Text from the article in the Microbiome Times
“Studies presented at leading microbiome conferences have grown in sophistication over the past several years and have uncovered important mechanistic links between the microbiome and aspects of host health. In fact, certain microorganisms (Akkermansia, Faecalibacterium prausnitzii) have become famous for their beneficial or detrimental effects. But across the field, is this limited approach going to enable scientists to grasp the full complexity of how human microbiomes influence health?

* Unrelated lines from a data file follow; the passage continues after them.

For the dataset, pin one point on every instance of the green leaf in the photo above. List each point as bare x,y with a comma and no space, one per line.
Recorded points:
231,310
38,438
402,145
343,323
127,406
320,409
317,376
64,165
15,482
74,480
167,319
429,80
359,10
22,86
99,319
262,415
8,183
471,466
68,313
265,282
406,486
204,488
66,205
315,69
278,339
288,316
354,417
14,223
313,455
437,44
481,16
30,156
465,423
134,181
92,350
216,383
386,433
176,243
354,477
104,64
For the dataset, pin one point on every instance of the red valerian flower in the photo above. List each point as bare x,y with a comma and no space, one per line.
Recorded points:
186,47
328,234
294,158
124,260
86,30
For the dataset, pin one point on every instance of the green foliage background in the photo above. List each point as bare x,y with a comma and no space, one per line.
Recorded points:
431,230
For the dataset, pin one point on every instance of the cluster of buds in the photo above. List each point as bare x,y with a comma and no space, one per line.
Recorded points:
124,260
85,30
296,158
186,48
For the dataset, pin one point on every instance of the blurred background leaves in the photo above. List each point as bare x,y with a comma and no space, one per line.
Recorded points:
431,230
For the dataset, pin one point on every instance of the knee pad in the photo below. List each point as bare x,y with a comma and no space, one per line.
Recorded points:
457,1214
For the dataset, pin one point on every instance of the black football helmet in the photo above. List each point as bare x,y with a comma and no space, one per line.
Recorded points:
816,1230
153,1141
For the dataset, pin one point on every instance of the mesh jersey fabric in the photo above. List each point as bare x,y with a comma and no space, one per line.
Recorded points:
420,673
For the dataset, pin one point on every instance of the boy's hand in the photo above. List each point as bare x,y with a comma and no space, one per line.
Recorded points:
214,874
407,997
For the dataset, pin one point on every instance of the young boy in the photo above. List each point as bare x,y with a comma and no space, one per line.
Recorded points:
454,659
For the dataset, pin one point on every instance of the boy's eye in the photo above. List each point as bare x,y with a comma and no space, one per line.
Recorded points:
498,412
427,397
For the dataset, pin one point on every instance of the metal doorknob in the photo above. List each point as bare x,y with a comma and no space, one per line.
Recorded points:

In a recent Nature Medicine Perspective article, Jack Gilbert and Susan Lynch emphasize just how complex human microbiomes are: not only are they highly variable from person to person, but they also exhibit spatial and temporal variation that is likely relevant to their effects on health. Gilbert and Lynch argue,
“…it has become imperative that we embrace a conceptual framework in which findings in the field can be interrogated and interpreted. Community ecology offers such a framework.”
Only a tiny fraction of the 40,000 microbiome studies in PubMed from the past few decades appear to have taken into account the microorganisms’ ecological community context. But this might be set to change.
One of the scientists at the forefront of microbial ecology frameworks in microbiome science is Dr. Isabelle Laforest-Lapointe, Canada Research Chair in Applied Microbial Ecology and Assistant Professor at the Université de Sherbrooke.
Laforest, a plant ecologist turned microbial ecologist with training in statistics and bioinformatics, says despite a history of microbiome studies that focused on different bugs and how they act as individuals, she never saw the microbiome as anything other than an ecosystem.
“I really think about how microbes interact together, how competition and facilitation happen,”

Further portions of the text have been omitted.